In the 1990s, David Barboza — then a sophomore at Boston University — wanted to emulate authors such as Robert Caro, J. Anthony Lucas and Neil Sheehan because he too desired to become a journalist and historian. “So I had this crazy idea … that I would call some of the great figures in history,” Barboza told attendees at the Tuesday working lunch, to interview them for his student papers.

So he audaciously called Dean Rusk, secretary of state for Presidents Kennedy and Johnson, who surprisingly took Barboza’s call and talked with him about the Vietnam War.

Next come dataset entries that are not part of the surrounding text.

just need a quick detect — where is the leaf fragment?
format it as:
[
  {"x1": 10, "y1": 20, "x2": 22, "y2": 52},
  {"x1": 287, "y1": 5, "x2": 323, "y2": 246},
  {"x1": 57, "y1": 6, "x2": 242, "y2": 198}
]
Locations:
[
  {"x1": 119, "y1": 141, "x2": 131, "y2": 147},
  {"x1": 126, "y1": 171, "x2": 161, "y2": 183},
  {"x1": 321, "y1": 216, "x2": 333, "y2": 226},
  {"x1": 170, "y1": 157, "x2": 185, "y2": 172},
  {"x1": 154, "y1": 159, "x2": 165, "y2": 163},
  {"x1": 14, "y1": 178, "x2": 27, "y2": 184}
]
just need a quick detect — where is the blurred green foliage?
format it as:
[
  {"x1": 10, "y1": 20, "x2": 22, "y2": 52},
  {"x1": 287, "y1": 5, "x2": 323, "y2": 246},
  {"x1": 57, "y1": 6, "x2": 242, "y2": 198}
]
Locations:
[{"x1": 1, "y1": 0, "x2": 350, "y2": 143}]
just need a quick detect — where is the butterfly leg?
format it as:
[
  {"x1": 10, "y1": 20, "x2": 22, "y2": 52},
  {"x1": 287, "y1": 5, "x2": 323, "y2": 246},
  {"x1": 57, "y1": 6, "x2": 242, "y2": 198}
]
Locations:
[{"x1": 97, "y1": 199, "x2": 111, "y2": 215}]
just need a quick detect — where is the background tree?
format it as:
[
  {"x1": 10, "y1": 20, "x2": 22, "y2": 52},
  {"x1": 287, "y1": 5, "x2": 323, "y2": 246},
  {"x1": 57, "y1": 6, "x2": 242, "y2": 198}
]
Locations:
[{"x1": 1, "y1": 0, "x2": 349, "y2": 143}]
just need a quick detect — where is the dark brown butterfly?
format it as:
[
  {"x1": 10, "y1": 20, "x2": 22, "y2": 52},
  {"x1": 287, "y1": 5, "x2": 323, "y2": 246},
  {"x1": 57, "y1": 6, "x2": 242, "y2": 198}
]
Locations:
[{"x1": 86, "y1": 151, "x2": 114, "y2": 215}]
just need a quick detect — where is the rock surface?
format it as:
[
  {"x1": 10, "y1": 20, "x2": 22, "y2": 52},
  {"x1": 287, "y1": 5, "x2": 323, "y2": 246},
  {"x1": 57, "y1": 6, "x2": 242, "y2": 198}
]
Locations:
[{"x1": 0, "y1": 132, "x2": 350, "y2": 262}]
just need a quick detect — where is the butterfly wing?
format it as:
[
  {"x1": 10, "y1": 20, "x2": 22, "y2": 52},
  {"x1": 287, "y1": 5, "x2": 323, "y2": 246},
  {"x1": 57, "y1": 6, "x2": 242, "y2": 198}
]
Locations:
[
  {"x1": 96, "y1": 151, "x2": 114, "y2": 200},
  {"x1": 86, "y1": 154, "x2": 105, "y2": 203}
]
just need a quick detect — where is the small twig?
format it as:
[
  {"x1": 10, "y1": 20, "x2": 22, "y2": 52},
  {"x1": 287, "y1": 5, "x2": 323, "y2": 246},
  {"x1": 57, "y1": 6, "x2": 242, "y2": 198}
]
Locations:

Barboza successfully interviewed other notable history figures.    

Flash forward to 2012, and Barboza — then The New York Times Shanghai bureau chief — was about to publish the first of a series of articles showing corruption in high levels of the Chinese government. “The New York Times felt that it was important to give the government an opportunity to respond,” Barboza said. “To my great surprise … just like calling Dean Rusk … the family of the [Chinese] prime minister took my call.” 

Audacity can pay off. The ACFE presented Barboza with its Guardian Award — presented annually to a journalist “whose determination, perseverance and commitment to the truth has contributed significantly to the fight against fraud.”

Since the beginning of Barboza’s New York Times assignment in China, he’d heard how high-ranking Chinese government officials and their offspring — the “princelings” — had benefited financially from the country’s economic transformation by receiving billions of dollars of “secret shares” in corporations. 

Barboza didn’t think it was possible to discover if the top governmental families were surreptitiously benefiting from these financial arrangements. “What I was told was that there are no records in China,” he said. “And if there were records you wouldn’t be able to get them or read them. And if you got the records and read them and published them you would be in big trouble. Your life would be in danger.” 

However, Barboza decided to see if he could solve at least a small part of the puzzle. So in the beginning of 2011, he and his team began to concentrate on the family of Prime Minister Wen Jiabao, which was widely considered to be involved in Chinese business. The prime minister’s wife was known as the “diamond queen” because she controlled the diamond industry in China, and the son probably ran a major private equity firm, Barboza said. Also, it was common knowledge that the PM’s family was somehow involved in Ping An — one of the largest insurance, banking and financial services holding companies in the world. (Ping An means “safe and well.”)

Companies in China can be listed in Hong Kong, Shanghai and Shenzhen, Barboza said. He began searching the Ping An prospectus in the Hong Kong listings (because they’re in English) and found several Chinese companies he’d never heard of, which held billions of dollars in shares. He then turned to an agency he’d just discovered — the State Administration Ministry of Commerce. “I’d been in China eight years and I had never heard of this agency, which actually had private corporation records,” he says. For no more than $100, the agency shipped Barboza boxes of records.

From there one lead pointed to many others — including listings of relatives on tombstones — and Barboza was able to definitely write that Wen Jibao’s son, daughter, younger brother and brother-in-law had become extraordinarily wealthy during his leadership. According to Barboza’s first article in the eventual series (http://tinyurl.com/9ezxvb2), the records indicated that the PM’s relatives — including his wife — have controlled assets worth at least $2.7 billion.

According to the article, the names of the relatives in many cases are hidden behind layers of partnerships and investment vehicles involving friends, work colleagues and business partners. Barboza wrote that, in addition to Ping An Insurance, the holdings included a villa development project in Beijing, a tire factory in northern China and a company that helped build some of Beijing’s Olympic stadiums, including the well-known “Bird’s Nest.” 

In 2013, Barboza was awarded the Pulitizer Prize for International Reporting for his Chinese government corruption reporting. And it all began with an audacious call to Dean Rusk.